When I was growing up, we went around the Thanksgiving table and said what we were thankful for. My mother always started the challenge, and then she always confidently declared: "My family." Then she would look round the circle with a challenging eyebrow raised. All those who followed would also mutter "my family," because how could I follow up such a heavy response by saying I'm thankful for "my new leggings" or "my American Girl Dolls."

Still, I never really understood what it meant to be thankful for family.

Unlike new legging or an American Girl Doll, my family was never something that I asked for. It's not like I sat alone dreaming up one day: I want two Long-Island Jews for parents and a younger brother who is always smarter and more well adjusted than me.
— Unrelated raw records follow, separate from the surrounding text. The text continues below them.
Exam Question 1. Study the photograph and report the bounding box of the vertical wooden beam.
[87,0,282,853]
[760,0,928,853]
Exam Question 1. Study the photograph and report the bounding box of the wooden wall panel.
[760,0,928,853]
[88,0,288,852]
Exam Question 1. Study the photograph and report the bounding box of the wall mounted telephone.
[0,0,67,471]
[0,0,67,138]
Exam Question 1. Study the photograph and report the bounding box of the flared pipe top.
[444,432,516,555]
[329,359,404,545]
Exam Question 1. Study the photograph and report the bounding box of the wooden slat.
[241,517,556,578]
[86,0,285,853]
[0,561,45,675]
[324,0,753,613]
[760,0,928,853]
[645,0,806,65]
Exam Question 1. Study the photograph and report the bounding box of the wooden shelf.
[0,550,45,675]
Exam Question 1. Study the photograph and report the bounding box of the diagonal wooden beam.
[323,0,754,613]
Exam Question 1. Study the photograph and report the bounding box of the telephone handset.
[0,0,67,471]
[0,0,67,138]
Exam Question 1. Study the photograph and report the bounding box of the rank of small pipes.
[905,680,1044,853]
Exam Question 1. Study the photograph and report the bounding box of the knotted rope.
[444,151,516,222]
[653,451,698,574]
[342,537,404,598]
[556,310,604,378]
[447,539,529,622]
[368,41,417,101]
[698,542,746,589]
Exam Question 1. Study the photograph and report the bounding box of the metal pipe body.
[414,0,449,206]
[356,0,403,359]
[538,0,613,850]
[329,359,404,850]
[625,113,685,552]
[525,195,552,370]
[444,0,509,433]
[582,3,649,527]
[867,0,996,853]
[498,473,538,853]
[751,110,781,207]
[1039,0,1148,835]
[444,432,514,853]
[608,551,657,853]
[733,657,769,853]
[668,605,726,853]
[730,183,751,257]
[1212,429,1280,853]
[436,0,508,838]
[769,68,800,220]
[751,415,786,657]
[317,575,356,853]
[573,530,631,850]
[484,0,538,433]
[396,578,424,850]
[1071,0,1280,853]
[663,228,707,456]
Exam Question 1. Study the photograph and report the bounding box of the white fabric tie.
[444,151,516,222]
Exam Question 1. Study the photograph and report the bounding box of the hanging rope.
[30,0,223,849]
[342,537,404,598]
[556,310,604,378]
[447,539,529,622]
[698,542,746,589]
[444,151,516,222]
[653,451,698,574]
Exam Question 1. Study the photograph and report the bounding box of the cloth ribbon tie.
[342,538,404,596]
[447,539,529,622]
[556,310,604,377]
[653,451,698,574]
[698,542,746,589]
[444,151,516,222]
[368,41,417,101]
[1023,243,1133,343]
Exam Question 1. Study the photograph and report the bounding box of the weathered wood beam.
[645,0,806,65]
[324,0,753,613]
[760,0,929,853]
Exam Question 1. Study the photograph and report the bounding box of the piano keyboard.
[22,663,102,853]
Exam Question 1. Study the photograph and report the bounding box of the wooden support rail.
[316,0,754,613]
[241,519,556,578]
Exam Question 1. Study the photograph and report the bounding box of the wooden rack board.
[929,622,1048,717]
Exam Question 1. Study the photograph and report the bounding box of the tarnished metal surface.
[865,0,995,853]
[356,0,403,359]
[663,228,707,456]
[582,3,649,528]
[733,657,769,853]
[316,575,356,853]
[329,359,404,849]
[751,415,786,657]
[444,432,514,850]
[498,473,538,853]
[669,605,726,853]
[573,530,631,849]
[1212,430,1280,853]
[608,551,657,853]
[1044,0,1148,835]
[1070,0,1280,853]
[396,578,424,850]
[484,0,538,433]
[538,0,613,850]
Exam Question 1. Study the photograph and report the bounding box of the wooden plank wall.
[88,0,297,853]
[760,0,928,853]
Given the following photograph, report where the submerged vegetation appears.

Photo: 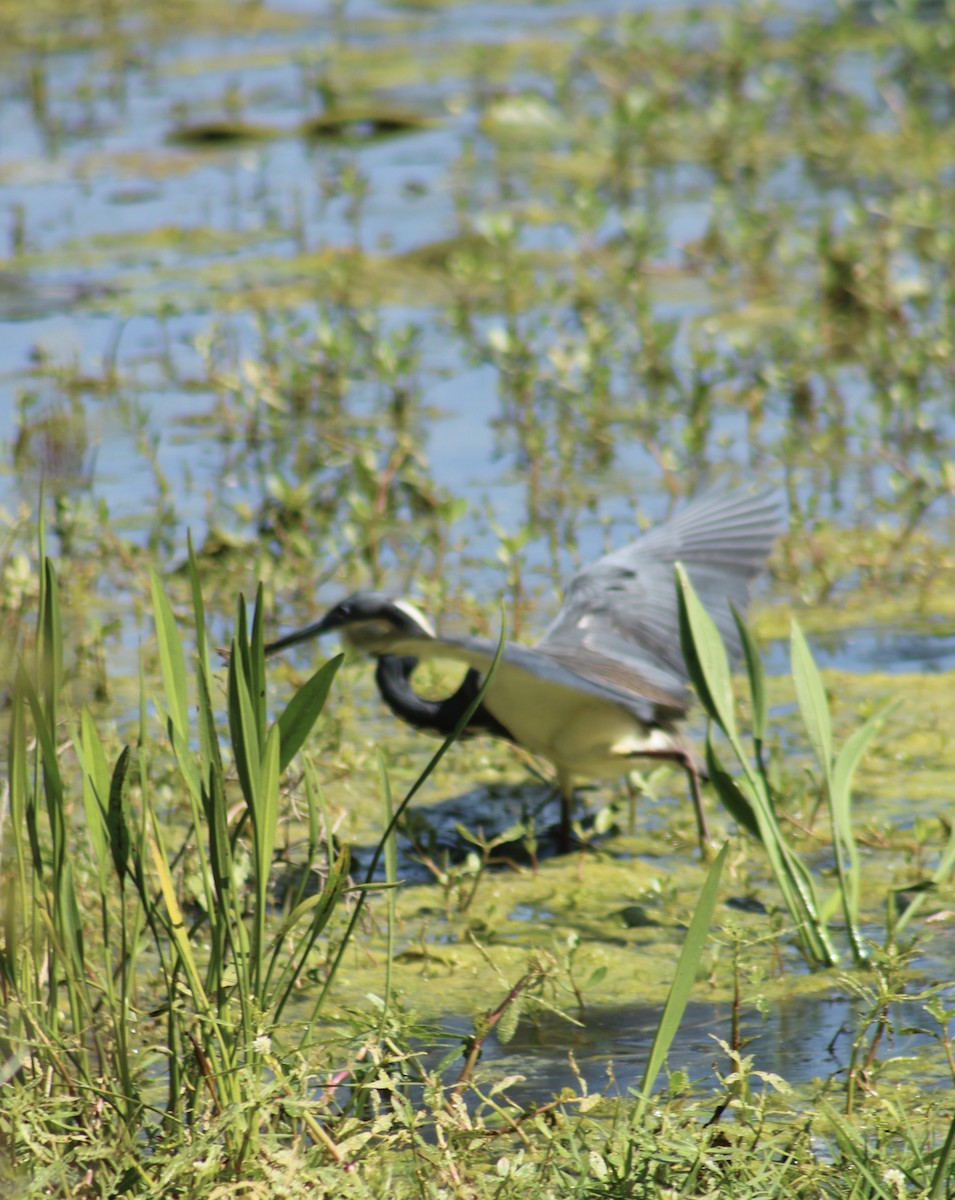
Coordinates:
[0,0,955,1200]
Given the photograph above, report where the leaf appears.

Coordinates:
[149,569,188,739]
[277,654,344,770]
[831,700,901,840]
[674,563,738,742]
[733,605,768,742]
[789,618,833,785]
[106,746,131,886]
[707,738,763,841]
[632,842,729,1124]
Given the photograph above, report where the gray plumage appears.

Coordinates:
[266,491,783,835]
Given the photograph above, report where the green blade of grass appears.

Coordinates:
[674,563,739,743]
[631,842,729,1124]
[149,570,190,739]
[789,618,833,788]
[733,605,769,743]
[278,654,344,770]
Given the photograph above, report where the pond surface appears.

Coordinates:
[0,0,955,1096]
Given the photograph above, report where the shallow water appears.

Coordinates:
[0,0,955,1098]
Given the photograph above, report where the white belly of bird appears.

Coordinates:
[485,664,673,779]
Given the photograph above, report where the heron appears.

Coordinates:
[265,490,783,848]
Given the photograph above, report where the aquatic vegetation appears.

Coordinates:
[0,0,955,1200]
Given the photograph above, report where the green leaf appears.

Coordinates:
[707,738,763,841]
[40,558,64,721]
[106,746,131,884]
[228,635,260,816]
[632,842,729,1124]
[733,605,768,742]
[674,563,738,740]
[79,707,110,884]
[149,569,190,739]
[789,618,833,785]
[278,654,344,770]
[831,700,901,841]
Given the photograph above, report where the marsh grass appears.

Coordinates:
[0,0,955,1200]
[0,545,953,1198]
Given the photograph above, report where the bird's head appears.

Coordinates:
[265,592,434,654]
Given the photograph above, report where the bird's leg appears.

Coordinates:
[637,746,709,858]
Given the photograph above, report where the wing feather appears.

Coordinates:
[535,491,783,715]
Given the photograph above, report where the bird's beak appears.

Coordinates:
[265,610,338,658]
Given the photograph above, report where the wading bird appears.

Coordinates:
[265,491,782,845]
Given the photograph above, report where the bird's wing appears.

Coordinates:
[534,491,783,712]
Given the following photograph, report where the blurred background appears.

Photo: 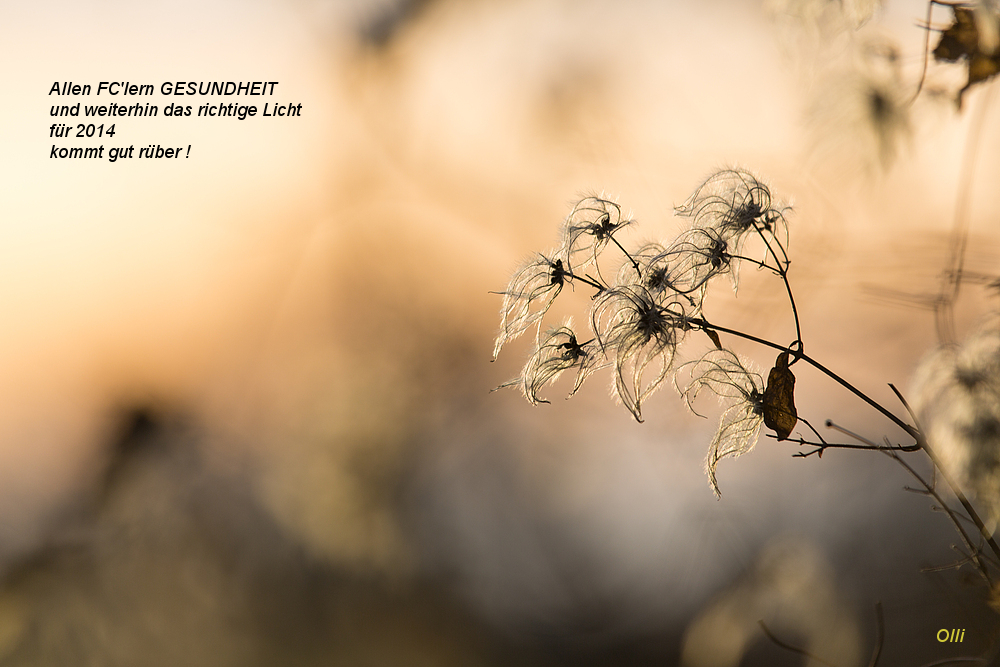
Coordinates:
[0,0,1000,667]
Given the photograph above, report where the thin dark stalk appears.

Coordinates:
[754,222,802,354]
[565,271,607,292]
[885,451,993,586]
[757,621,837,667]
[609,236,642,275]
[868,601,885,667]
[689,317,917,438]
[921,658,986,667]
[889,384,1000,572]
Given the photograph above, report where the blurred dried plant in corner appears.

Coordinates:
[681,536,862,667]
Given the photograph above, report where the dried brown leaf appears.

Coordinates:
[764,352,799,440]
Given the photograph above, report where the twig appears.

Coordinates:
[868,600,885,667]
[757,620,837,667]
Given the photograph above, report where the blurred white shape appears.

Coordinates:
[911,313,1000,523]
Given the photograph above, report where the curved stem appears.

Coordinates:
[689,317,918,439]
[753,221,803,352]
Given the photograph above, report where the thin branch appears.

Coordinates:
[868,601,885,667]
[885,451,993,587]
[889,384,1000,581]
[688,317,917,438]
[757,620,837,667]
[921,658,986,667]
[754,221,802,358]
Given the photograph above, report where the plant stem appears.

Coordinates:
[689,317,918,439]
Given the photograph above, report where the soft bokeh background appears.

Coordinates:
[0,0,1000,666]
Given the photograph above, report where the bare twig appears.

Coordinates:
[868,601,885,667]
[757,620,837,667]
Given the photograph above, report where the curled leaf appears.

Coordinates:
[764,352,799,440]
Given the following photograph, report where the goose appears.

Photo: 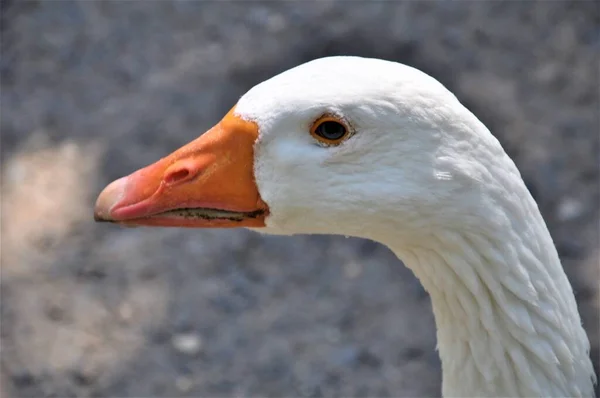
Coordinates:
[94,56,596,397]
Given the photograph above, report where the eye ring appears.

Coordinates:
[310,115,350,146]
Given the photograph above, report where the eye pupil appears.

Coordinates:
[315,121,346,141]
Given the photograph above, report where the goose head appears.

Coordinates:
[96,57,504,247]
[95,57,594,396]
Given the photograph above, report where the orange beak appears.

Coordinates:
[94,108,269,228]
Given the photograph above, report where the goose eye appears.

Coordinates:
[310,116,348,145]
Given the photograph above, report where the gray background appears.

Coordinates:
[0,1,600,397]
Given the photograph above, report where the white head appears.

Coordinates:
[95,57,592,396]
[235,57,516,247]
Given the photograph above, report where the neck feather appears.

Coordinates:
[389,213,594,396]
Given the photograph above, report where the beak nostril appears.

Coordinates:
[165,169,190,184]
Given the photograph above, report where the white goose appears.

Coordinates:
[95,57,595,397]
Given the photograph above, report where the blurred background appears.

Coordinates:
[0,1,600,397]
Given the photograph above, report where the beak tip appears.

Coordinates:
[94,177,126,222]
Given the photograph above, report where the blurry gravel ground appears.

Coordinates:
[0,1,600,397]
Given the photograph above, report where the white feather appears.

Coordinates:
[236,57,595,397]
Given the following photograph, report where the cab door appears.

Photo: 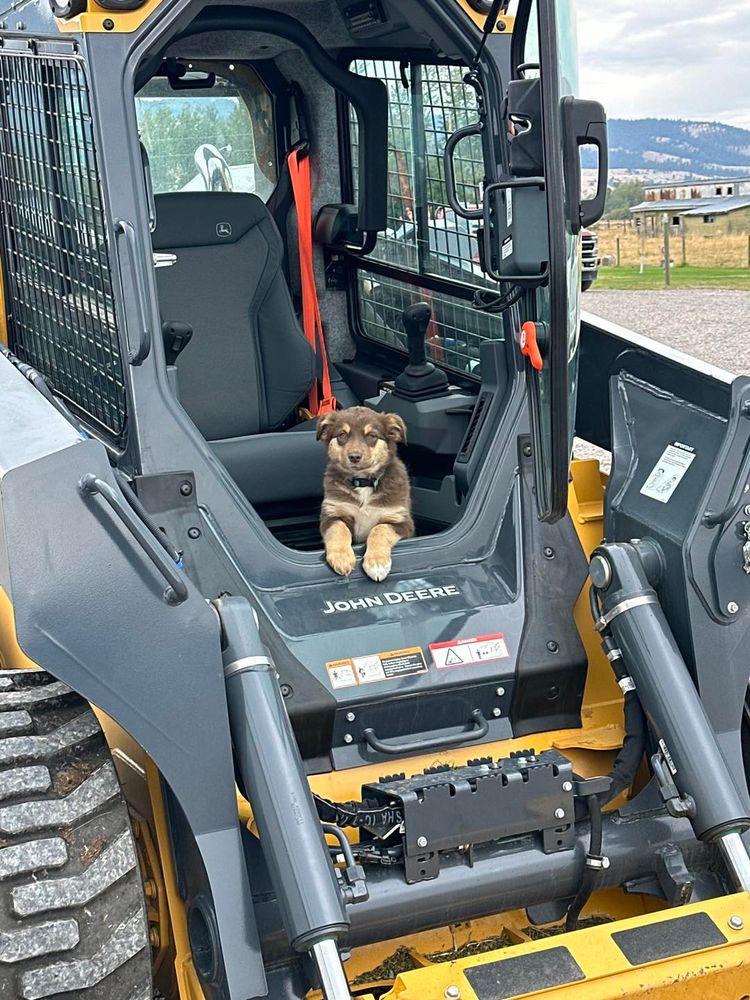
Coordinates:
[509,0,607,522]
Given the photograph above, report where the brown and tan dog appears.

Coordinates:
[317,406,414,580]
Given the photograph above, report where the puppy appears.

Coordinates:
[317,406,414,581]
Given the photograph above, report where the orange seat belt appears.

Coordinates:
[288,149,336,416]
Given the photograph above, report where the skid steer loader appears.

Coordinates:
[0,0,750,1000]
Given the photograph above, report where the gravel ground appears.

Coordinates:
[581,287,750,375]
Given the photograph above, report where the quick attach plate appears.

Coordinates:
[362,750,575,882]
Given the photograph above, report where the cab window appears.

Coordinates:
[136,62,277,201]
[349,59,503,374]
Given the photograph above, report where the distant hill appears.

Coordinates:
[582,118,750,180]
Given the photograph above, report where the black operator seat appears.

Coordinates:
[153,191,325,503]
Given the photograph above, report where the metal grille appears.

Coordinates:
[350,59,503,371]
[0,50,126,439]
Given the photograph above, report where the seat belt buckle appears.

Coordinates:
[289,139,310,163]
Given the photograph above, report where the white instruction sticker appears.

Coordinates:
[641,441,695,503]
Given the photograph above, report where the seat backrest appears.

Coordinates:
[153,191,315,441]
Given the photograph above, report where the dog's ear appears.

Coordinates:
[315,412,338,444]
[383,413,406,444]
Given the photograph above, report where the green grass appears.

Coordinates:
[584,265,750,290]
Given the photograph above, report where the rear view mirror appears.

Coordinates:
[166,58,216,90]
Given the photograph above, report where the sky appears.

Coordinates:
[577,0,750,128]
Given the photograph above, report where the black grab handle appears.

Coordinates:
[362,708,490,756]
[78,472,188,606]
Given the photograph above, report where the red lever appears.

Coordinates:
[518,320,544,372]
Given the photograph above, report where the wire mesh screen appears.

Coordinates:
[350,59,503,371]
[0,50,126,439]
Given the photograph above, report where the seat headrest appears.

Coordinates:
[152,191,273,250]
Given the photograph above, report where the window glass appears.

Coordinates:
[350,59,503,372]
[136,63,277,201]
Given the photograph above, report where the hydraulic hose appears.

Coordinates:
[565,795,604,931]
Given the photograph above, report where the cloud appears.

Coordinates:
[578,0,750,125]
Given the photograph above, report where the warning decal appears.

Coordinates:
[326,646,427,690]
[430,632,510,669]
[641,441,695,503]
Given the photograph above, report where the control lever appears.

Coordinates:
[393,302,449,399]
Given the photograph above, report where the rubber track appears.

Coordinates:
[0,670,153,1000]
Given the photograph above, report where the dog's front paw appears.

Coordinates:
[326,545,357,576]
[362,549,391,583]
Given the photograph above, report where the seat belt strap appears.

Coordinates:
[287,147,336,416]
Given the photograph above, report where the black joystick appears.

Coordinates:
[393,302,449,399]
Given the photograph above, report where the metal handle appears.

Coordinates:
[443,122,484,219]
[115,219,151,367]
[362,708,490,756]
[78,472,188,606]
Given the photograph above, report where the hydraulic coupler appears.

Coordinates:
[214,597,351,1000]
[589,540,750,892]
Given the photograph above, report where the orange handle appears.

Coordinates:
[518,320,544,372]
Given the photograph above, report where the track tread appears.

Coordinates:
[0,670,153,1000]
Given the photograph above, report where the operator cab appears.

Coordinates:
[136,19,514,549]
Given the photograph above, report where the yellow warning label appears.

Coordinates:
[326,646,427,689]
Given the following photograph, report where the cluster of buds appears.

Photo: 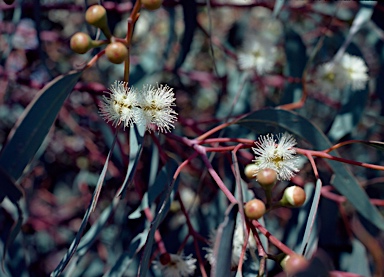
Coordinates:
[70,0,163,64]
[244,134,306,220]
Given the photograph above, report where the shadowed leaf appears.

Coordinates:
[0,71,82,180]
[211,204,239,277]
[138,159,179,277]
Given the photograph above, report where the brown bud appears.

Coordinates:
[244,164,258,179]
[85,5,107,29]
[256,168,277,188]
[105,42,128,64]
[244,199,265,219]
[280,254,309,276]
[141,0,163,11]
[280,186,306,207]
[70,32,92,54]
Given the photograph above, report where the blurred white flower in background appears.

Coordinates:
[153,253,196,277]
[314,53,369,93]
[238,37,278,75]
[340,54,369,90]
Rather, my family was the environment I lived in. It was more like a landscape I parachuted into, Survivor style. Sometimes warm and welcoming, sometimes harsh and stormy. But not something I could so much imagine changing. How can you change the weather? How can you be thankful for something for which you can imagine no alternative?

Now that I have a family of my own, I understand a bit more about what it means to be thankful.

I understand now that there are choices we make as adults that form our families. I chose who to marry, for example, and Dan and I chose I chose how many children to have and when to conceive them. We choose how to present the world to them. We choose which aspects of normative culture to interact with and which to ignore. We choose our attitude when we interact with our children, or at least we try.

On the other hand, there's a lot we don't really get to choose, if only because the scope of our choice is limited by our current understanding. If I had known when I married Dan (other than the fact that I loved him) that I would give up my affection for movies and shopping, that I would stop wearing makeup and permanently stop styling my hair, that I would rearrange my life to be where God heals people, that I would open my home to whoever who was poor or needy or emotionally distressed? The weight of the choice would have been too much for me. And because I value my current life, I'm glad there were things I didn't know ten years ago.

Similarly, I can choose to have sex at an opportune time, and I can choose to forgo tuna and alcohol for a while (or not), but I cannot choose the people my children turn out to be. This is obvious with the two I have now. They look like each other, and they each look a little bit like me, but they are 100% their own selves. I cannot separate Harvey into a menu of personality traits and say, "this is me and this is Dan and this is all that extended nursing I did." He is Harvey and Zion is Zion. They each parachuted down into my family, and though each time I held out my hands in eager expectation, it's not like I knew what I was getting.

For this reason, I understand what my mother meant when she said she was thankful for her family. Though I know nothing different from my family, though I don't know how they could possibly BE any different, I know that there lies in this unknowing a weight of wonderfulness that is so heavy, so overpowering, that I have no other choice but to turn my eyes to a higher power and mouth the word "thanks."

So for today and the celebrations that lie ahead, and for this next season and the great big questions marks it hangs over us, I can only think of the prayer that Maria the ill-fated nun offers at the beginning of The Sound of Music. "For what we are about to receive," she asks, "may the Good Lord makes us truly thankful."

comments

lovely.

Amen- Happy Thanksgiving! We miss you.